This morning, writing my daily three pages of whatever comes out first, I considered the way disciplined routine shapes us. How movement—presence to the power of my body—teaches my body it’s okay to move. How meditation—presence to the moment alone—makes room for me to perceive what would otherwise go unnoticed. How writing in conjunction with meditation—presence to the page—helps me articulate what arises in me and what I perceive. And again, how meditation slows me down and helps me with that Northerly quadrant of the Witches’ Pyramid, the skill to keep silent. (The other three sides of the Pyramid are to know, to will, and to dare.)
Yesterday, talking with Julie, I found myself listening in a way I don’t remember doing before. I realized that there were about four places while she was talking when I would normally have said, “okay,” or “I’m not sure that’s true,” or “but…” When she was finished, she looked at me quizzically, as though to say, “What is going on?” I responded, “I’m pausing.”
Now, in this case, the Pause meant that I was both listening to Julie and observing myself and practicing waiting.
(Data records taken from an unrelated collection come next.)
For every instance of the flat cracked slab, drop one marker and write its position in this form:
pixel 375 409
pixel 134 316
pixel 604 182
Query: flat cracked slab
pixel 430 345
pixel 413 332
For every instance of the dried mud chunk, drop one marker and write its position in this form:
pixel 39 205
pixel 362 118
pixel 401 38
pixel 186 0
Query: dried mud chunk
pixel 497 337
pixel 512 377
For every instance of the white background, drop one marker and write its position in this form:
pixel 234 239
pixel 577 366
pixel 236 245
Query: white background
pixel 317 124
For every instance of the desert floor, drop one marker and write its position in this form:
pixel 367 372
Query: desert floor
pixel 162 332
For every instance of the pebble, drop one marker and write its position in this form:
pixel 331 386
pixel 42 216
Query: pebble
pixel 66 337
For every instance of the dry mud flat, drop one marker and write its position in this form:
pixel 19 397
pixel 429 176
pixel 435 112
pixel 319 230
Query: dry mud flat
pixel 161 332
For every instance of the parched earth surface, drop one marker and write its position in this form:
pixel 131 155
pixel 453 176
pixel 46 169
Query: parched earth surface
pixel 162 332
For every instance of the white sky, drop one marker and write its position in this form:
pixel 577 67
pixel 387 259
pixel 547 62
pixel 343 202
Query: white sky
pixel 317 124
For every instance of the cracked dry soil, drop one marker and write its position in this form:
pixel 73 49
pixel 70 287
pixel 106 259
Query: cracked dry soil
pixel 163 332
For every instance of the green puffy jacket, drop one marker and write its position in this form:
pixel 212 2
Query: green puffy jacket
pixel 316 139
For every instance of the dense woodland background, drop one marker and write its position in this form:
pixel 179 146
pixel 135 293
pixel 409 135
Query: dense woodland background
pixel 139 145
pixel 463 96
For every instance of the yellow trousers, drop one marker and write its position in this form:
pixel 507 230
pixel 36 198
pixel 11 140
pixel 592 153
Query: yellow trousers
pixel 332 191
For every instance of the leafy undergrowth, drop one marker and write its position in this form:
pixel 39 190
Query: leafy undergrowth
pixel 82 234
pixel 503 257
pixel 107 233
I wasn’t waiting for what I was planning to say. There was nothing I was planning to say. I was just noticing. Granted, my attention was divided, which I told her, but it was new, an interesting step on my way.
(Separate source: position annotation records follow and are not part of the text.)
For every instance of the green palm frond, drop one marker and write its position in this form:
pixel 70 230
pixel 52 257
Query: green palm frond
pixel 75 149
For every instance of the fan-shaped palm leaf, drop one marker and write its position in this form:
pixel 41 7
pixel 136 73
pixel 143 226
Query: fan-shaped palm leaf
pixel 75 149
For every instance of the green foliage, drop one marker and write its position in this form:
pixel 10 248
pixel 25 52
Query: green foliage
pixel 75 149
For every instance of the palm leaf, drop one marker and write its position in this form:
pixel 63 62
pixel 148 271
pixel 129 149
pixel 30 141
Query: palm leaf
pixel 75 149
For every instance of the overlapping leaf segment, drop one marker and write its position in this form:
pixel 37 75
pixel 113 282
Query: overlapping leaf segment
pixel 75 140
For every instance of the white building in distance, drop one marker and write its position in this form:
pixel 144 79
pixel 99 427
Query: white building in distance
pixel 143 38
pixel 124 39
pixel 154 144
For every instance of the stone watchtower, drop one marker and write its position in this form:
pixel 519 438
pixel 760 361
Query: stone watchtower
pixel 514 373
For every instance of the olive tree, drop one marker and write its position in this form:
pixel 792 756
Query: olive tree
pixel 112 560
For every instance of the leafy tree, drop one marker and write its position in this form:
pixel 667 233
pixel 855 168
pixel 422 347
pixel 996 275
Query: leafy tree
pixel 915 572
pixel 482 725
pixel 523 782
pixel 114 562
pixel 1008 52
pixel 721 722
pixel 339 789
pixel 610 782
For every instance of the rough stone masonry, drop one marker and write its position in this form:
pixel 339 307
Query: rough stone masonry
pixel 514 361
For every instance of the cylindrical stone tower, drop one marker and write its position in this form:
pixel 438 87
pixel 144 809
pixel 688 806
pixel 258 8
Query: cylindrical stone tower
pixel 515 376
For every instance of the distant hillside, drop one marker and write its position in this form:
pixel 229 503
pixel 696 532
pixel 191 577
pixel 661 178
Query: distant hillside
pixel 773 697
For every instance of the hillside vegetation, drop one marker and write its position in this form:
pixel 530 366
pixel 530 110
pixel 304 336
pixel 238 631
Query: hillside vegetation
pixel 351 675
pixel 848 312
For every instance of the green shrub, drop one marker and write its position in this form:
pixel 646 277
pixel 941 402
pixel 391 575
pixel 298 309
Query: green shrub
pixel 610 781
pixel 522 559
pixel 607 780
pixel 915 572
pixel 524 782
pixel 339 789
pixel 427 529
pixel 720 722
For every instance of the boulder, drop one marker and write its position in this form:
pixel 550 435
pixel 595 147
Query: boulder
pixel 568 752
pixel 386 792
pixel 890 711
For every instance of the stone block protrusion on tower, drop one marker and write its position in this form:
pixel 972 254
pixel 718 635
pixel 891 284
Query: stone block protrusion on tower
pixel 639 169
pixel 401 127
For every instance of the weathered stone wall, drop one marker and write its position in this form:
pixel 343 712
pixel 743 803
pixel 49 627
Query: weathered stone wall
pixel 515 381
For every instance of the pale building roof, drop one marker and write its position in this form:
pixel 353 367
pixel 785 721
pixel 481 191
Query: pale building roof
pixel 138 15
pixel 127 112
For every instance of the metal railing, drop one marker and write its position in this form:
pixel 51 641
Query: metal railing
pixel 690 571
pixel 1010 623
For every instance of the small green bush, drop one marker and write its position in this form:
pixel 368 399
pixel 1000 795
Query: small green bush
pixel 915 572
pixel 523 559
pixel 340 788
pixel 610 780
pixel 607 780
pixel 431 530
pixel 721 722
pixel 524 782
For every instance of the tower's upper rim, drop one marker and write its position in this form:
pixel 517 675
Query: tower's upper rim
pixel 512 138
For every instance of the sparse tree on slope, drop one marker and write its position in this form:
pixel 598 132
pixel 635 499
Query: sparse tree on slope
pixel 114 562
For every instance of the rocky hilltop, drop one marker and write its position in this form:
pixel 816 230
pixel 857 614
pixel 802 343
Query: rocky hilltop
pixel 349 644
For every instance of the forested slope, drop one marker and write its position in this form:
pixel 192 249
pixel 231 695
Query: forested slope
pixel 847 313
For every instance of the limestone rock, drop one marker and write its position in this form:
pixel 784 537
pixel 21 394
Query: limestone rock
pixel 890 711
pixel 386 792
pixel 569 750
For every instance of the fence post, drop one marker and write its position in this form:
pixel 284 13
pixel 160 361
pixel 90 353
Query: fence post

I’m aware that in my quest to practice and internalize the Pause, I am going to have times like the one I’m describing with Julie. It’s going to take a long time before the Pause is just part of me, just incorporated into my encounters.
For example, I had a pastoral encounter yesterday during which I observed myself at one point sort of scotching my feet around. I became concerned about the time—I had nowhere else to be—and I felt uncomfortable with the conversational circles I seemed to be hearing from the person I was with. Was I being helpful? Was this conversation what they (the person) needed? Was the fact that I could not be of more concrete help really damaging to their process? What was it they most needed, anyway, and was I part of that?
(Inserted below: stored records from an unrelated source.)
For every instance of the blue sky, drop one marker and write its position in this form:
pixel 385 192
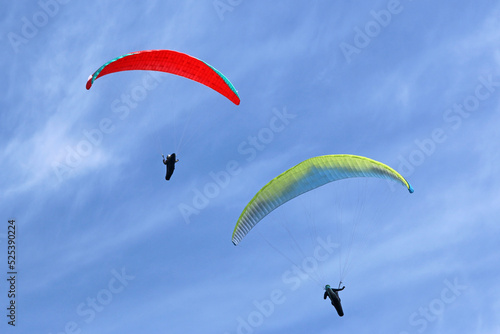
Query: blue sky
pixel 106 245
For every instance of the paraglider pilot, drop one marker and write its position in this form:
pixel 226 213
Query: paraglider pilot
pixel 334 297
pixel 170 163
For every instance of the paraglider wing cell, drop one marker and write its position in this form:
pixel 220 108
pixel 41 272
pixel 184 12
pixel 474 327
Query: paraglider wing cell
pixel 306 176
pixel 171 62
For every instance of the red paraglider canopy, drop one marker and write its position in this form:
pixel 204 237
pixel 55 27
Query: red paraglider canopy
pixel 171 62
Talk about not showing up! Again, another step on the way. Another place where I am learning. One of the things that sometimes concerns me in my growth in ministry is that all our learning happens with other people, and often other people in crisis. As we learn, we bump up against other people. But I suppose this is true in life and all over the place. There’s just this sense of responsibility—not duty, not obligation, but responsibility—of which I’m very aware much of the time. Sometimes, though, I can be, as I like to say, “invisible to myself” and just be in the moment with folks, and that is time of beauty and of love.